A systematic PubMed search was conducted at Dec 6th, 2023 using the key words “selenium [title/abstract]” and “mortality [title/abstract]” to identify other population-based cohort studies, which reported results on the association of measured serum/plasma selenium and any mortality outcome and the detailed results are shown in Suppl. Table 5. After removing 3 duplicate publications from the same cohort [46‐48], 21 studies were identified. Regarding all-cause mortality, 5 studies reported a non-significant [42, 49‐52] and the majority of 11 studies a statistical significant [22, 23, 53‐61] inverse association of the serum/plasma selenium concentration with all-cause mortality. Regarding CVD mortality, 5 studies reported non-significant [22, 50, 54, 57, 62] and 5 studies significant findings [23, 58, 60, 61, 63]. For cancer mortality, 4 studies reported non-significant [22, 57, 58, 64] and 3 studies significant findings [5465, 66]. Differences in statistical power are the most likely explanation for the non-significant results because all results pointed in the same direction. For other causes of mortality, there was only one report on respiratory disease mortality from the British National Diet and Nutrition Survey [57]. In agreement with our study, a strong, inverse association of the serum selenium concentration with the aforementioned outcome was observed in an age- and sex-adjusted model (HR [95%CI] per 1 SD increase: 0.65 [0.51; 0.82]) but it lost its statistical significance in a more comprehensively adjusted model (OR not reported).

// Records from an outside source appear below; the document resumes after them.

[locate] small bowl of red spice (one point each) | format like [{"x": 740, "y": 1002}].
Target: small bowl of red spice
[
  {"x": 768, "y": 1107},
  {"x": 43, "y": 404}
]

An analysis of the Dutch Prevention of Renal and Vascular End-Stage Disease (PREVEND) study [42] and two analyses with different cohorts of the US-American NHANES [47, 48] also conducted concentration-response analyses and, consistent with our results, found a non-linear association of selenium concentrations with all-cause mortality. The three studies also observed a strong inverse association of selenium concentrations and mortality in the bottom tertile whereas there was no association in the middle tertile of the selenium distribution (a so-called L-shaped association). The association of a high selenium status with mortality was inconsistent. Whereas there was no increased mortality in subjects with a high selenium status in our study and the NHANES from 2011 to 2016 [48], a modestly decreased mortality was suggested in the PREVEND study [42], and a modestly increased mortality was suggested in the NHANES from 1988 to 1994 [47]. Of note, none of the deviations from “no association” reached statistical significance at higher selenium concentrations.
Interaction with sex
We detected a statistically significant interaction of the SELENOP concentration with sex for the outcome all-cause mortality in our study. Interestingly, this interaction was also detected in the PREVEND study for all-cause mortality and in the Belgian Interuniversity Study on Nutrition and Health (BIRNH) for cancer mortality, and both studies also observed a stronger association of a low selenium status with (cancer) mortality in men than in women [42, 65]. In contrast, no sex difference was observed in the US-American NHANES [22, 47] and a Chinese study [50], while all other comparable studies did not report results stratified by sex. Maybe, this interaction with sex is specific for European countries with low-to-moderate selenium supply as it was now detected in studies from Belgium, the Netherlands and Germany. We may only speculate on the reasons for the observed sex difference. Presumably sex-specific differences in the hierarchical regulation of selenoprotein expression play a role [9]. When selenium was injected into selenium deficient rats, females tended to retain the trace element more efficiently than males in most organs with the exception of the gonads [67]. The retention of selenium in these organs might be of particular importance to protect them against cancer because we observed the sex difference for cancer mortality and not for CVD mortality in our study. Strikingly, sex-specific meta-analyses for the associations of high selenium status and cancer risk pointed also in the direction of a sex difference [68]. The ORs [95%CIs] were 0.74 (0.64; 0.86) and 0.90 (0.86; 0.95) among men and women, respectively, and overlapped just minimally. Selenium has been ascribed anti-cancerogenic effects by anti-oxidative effects and effects on DNA stability [69].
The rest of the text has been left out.